On the Implications of the Study
Gabriela Aguilar, MD, MPH, of the Family Planning, Obstetrics, Gynecology & Reproductive Sciences Service of Yale School of Medicine, who was not involved with the research, but was asked about what her perspective on the trials’ results, said that although it the goal of the study in the first place is not to investigate the risk of IUD expulsion on menstrual cup users, the findings, according to her, “do shine a light on a potential issue.”
“For many of these individuals, they are probably using the copper IUD specifically for contraception, since we know that it doesn’t have the added benefit of improving abnormal uterine bleeding,” Aguilar said in a statement.

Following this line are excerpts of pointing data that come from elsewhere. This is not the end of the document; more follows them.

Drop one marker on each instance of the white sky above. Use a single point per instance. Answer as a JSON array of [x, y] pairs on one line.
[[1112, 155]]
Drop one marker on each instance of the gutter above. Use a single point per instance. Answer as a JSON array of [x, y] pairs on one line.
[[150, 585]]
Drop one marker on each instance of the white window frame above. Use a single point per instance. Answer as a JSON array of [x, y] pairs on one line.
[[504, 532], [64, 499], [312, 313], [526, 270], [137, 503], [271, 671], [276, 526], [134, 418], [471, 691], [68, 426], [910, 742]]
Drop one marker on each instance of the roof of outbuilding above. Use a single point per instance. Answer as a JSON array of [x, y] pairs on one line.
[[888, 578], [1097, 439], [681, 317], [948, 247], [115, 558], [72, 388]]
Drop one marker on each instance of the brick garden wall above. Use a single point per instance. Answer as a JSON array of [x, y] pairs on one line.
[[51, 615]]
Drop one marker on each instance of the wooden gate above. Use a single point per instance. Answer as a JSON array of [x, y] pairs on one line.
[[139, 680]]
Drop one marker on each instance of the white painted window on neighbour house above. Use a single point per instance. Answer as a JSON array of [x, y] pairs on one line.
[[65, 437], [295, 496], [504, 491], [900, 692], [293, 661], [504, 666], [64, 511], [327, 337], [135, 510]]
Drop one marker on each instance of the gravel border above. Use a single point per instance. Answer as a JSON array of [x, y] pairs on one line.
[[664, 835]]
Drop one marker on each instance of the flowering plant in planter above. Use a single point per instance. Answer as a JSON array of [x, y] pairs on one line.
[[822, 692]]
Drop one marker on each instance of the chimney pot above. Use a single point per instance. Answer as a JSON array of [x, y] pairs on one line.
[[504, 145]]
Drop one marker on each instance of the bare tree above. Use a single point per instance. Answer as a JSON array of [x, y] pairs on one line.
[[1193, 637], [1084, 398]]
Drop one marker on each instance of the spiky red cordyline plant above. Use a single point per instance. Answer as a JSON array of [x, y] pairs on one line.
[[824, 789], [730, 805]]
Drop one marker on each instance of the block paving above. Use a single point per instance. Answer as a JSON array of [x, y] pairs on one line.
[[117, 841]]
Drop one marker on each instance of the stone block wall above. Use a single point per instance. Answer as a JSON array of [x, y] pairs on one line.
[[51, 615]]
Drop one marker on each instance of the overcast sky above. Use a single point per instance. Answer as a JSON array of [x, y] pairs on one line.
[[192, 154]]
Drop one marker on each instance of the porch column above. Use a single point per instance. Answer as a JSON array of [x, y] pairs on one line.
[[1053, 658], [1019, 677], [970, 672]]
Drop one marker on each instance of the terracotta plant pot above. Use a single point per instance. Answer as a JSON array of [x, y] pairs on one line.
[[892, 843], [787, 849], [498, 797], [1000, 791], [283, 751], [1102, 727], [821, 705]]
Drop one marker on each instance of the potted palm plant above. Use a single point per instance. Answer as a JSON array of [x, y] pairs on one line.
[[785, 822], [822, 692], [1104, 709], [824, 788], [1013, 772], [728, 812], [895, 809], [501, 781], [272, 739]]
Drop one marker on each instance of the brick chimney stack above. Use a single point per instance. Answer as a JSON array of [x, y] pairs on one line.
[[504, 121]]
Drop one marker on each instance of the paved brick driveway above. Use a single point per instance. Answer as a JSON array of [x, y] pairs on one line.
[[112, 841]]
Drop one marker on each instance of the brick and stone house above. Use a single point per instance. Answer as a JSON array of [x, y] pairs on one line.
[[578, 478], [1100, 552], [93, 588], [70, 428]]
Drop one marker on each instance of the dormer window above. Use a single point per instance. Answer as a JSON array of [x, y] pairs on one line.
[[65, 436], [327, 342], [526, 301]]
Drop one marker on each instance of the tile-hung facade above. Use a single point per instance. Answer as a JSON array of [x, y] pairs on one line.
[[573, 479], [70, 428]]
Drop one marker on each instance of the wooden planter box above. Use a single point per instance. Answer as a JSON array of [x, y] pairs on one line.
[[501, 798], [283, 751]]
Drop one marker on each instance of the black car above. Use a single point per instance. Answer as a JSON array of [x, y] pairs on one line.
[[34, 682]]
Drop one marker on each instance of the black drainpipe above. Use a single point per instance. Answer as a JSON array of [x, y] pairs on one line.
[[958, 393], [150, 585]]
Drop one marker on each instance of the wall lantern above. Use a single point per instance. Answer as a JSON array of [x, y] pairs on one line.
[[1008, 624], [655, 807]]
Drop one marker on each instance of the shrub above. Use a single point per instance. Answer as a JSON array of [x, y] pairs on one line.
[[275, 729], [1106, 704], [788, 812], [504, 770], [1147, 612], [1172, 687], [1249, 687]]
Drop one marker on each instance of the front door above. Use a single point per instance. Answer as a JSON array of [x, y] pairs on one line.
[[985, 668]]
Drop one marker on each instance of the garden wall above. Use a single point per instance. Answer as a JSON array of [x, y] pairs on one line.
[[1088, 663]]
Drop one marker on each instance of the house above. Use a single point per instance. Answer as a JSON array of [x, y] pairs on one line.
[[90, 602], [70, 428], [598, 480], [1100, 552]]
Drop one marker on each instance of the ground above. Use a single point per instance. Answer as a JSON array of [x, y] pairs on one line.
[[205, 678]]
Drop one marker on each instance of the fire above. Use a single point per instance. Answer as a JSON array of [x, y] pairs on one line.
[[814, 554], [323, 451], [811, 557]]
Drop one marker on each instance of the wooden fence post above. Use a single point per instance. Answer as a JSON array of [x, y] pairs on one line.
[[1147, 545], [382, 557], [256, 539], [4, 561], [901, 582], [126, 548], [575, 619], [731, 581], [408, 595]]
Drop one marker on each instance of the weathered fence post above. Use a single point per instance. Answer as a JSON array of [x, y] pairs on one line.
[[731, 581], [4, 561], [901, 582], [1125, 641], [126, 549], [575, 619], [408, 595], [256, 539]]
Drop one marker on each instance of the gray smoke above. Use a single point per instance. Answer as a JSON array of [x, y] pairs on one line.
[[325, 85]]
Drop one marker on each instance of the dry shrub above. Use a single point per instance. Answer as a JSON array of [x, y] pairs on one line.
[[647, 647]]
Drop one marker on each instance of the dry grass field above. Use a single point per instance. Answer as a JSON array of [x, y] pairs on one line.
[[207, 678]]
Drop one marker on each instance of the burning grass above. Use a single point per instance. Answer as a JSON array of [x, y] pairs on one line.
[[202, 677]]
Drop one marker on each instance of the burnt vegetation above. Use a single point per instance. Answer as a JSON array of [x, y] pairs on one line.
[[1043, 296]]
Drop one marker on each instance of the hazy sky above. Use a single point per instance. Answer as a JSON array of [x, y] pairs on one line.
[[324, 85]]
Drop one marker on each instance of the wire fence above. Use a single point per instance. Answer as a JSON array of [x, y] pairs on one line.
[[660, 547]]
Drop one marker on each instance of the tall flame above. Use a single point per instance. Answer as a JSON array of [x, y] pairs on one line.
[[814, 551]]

However, the biggest risk, according to her, is people being assured that they are a hundred percent safe from being pregnant while they may not really be — especially if they are unaware that their IUD has not stayed in its place.
Aguilar continued by saying that there are still unknown factors about the study, like the type of menstrual cup the participants had; the type of copper IUD linked to higher displacement rates, and the length of the IUD string which can have an effect on the menstrual cup and therefore cause expulsion.
“I think it’s an important piece to consider in the family planning world, because now when we are counseling our patients, we need to be asking them more about what products they are using for their menstrual hygiene,” Aguilar said on the implications of the study.
The study by Long and her team was a 3-year trial on the efficacy of two copper IUDs, which were successfully implanted on 1,092 women. Trial participants attended follow-up visits in the entirety of the first year after 6 weeks since insertion, and then every 3 months after that.
Towards the end of the trial’s first year, the researchers found that rates of IUD expulsion among menstrual cup users were 14.3%, and 4.7% among non-users. Meanwhile, rates in the second year were 23.3% and 6.5%, respectively.